Introduction
Managing proper relation between tables have always been a big issue in the relational database. It plays a big role in terms of modeling and normalization. SQL Server lets us do so many crazy things without any prior warning, even when we are doing improper table relations. Applications may be working just fine, but there could be presents of big mass at the table relation levels.

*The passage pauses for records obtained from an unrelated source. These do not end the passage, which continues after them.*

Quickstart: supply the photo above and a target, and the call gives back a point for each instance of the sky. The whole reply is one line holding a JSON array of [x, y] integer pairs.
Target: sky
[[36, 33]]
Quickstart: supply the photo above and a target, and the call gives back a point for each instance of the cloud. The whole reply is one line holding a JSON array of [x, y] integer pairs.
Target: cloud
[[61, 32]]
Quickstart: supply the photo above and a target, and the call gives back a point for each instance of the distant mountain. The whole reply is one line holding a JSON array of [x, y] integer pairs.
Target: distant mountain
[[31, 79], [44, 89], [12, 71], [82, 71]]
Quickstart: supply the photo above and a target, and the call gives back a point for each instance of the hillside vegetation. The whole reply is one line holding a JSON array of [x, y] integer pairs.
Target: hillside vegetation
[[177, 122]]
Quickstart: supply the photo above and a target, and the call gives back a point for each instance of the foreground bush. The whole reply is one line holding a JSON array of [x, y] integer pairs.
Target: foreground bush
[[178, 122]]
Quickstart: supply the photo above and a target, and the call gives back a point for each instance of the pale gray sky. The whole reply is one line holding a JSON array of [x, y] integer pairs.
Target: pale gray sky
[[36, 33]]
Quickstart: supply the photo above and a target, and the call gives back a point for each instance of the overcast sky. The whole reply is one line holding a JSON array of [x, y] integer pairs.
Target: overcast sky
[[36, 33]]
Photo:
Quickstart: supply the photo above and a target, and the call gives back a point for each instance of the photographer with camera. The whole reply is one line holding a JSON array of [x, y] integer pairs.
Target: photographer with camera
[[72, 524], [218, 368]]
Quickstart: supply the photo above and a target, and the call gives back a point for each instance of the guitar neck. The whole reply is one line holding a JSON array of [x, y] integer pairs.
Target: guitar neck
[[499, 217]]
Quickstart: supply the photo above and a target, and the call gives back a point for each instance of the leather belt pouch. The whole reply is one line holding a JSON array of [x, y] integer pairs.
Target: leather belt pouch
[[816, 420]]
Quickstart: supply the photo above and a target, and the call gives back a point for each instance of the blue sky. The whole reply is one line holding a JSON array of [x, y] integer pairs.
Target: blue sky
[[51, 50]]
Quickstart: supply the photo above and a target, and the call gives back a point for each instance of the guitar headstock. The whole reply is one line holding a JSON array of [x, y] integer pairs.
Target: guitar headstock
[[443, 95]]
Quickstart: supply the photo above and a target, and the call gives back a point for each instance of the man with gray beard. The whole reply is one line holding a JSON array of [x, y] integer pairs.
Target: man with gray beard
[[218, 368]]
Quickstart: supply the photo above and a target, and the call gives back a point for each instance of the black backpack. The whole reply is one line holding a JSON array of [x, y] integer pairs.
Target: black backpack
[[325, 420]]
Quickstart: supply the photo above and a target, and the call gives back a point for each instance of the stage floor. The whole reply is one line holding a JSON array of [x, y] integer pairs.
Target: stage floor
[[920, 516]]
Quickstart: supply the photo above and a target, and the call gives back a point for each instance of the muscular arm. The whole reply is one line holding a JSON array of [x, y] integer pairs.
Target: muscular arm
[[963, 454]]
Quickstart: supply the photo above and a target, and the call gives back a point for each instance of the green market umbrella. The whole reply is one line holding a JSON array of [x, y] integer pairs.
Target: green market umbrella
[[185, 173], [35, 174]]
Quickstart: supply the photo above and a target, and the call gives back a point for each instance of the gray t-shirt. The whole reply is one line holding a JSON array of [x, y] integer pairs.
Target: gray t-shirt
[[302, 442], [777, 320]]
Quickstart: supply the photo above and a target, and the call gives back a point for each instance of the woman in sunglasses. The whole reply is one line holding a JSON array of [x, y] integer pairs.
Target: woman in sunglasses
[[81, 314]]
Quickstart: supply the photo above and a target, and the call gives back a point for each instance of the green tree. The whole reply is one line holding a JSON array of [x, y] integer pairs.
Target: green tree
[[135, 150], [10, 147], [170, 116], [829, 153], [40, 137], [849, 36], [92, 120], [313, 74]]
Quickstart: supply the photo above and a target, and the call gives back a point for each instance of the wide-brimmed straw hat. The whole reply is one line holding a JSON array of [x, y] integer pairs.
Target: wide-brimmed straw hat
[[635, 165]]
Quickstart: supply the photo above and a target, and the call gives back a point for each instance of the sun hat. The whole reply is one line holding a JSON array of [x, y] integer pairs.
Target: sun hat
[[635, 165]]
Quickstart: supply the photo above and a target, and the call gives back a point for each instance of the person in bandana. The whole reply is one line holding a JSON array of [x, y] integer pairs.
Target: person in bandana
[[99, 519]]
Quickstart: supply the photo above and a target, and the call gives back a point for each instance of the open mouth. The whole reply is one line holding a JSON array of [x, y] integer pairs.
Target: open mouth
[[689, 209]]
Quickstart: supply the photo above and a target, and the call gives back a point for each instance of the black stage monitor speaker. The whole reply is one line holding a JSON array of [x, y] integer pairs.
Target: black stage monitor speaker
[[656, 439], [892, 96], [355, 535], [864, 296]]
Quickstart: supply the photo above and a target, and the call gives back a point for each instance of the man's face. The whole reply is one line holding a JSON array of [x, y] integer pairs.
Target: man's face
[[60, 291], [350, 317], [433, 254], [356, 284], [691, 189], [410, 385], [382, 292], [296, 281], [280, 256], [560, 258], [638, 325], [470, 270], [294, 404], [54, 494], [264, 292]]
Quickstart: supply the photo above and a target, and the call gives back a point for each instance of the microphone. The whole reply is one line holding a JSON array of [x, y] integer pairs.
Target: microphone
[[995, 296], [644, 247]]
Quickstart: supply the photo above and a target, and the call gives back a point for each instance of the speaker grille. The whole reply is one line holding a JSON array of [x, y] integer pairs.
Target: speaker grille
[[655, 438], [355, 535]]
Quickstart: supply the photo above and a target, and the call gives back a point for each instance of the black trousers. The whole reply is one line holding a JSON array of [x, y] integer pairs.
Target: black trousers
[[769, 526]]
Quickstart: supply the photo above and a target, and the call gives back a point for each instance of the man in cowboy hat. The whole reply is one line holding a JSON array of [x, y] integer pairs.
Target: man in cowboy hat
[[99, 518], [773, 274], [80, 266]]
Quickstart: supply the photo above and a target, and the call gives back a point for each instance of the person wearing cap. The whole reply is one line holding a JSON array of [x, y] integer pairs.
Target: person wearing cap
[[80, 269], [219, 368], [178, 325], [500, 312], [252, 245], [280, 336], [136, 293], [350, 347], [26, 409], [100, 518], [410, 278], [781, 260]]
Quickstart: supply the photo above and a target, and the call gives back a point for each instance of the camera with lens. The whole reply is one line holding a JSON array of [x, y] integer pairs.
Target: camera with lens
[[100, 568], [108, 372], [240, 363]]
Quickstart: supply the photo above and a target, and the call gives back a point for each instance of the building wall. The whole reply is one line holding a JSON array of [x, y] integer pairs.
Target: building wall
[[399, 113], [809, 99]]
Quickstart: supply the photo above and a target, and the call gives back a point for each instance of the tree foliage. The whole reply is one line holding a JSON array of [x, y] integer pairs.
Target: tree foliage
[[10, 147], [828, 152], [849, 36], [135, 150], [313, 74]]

Today I am trying to make a SQL query which will help to find table Hierarchy or Generation for each table at the relational database.
Background
In words, A Good Relation Database means there is:
- Presence of at least one table that has no dependencies
- An absence of any circulation flow at table relations
Here is a sample good relational database design:
And if you are thinking about the worst one, here it is:
If the database table number is small in size, it’s easy to get all the information with the design diagram. But if you have so many tables and even with different schemas, it’s hard to line them all with a single step.
So let’s start rolling over the query I was mentioning.
Table Relations Detail
First, we have to find the relations between different tables of the database. Basically, it is like finding the dependencies using the foreign key relations. To find the relations, I am using this query and the detail would be like:
CREATE TABLE #tblRelation (ObjectId VARCHAR(100) NOT NULL,
Name VARCHAR(100) NOT NULL,
[Schema] VARCHAR(100) NOT NULL,
[Column] VARCHAR(100) NOT NULL,
FkFromObjectId VARCHAR(100) NOT NULL,
FkFromTbl VARCHAR(100) NOT NULL,
FkFromSchema VARCHAR(100) NOT NULL,
FkFromClm VARCHAR(100) NOT NULL)
INSERT
INTO #tblRelation
SELECT
parent_object_id,
OBJECT_NAME(parent_object_id),
OBJECT_SCHEMA_NAME(parent_object_id),
c.NAME,
referenced_object_id,
OBJECT_NAME(referenced_object_id),
OBJECT_SCHEMA_NAME(referenced_object_id),
cref.NAME
FROM
sys.foreign_key_columns fk
INNER JOIN
sys.columns c
ON fk.parent_column_id = c.column_id
AND fk.parent_object_id = c.object_id
INNER JOIN
sys.columns cref
ON fk.referenced_column_id = cref.column_id
AND fk.referenced_object_id = cref.object_id
SELECT *
FROM #tblRelation
ORDER BY Name, [Schema], FkFromTbl, FkFromSchema
Now if any relation exists, we will see something like this:
If there is no relation between tables, there will be no entity at this table.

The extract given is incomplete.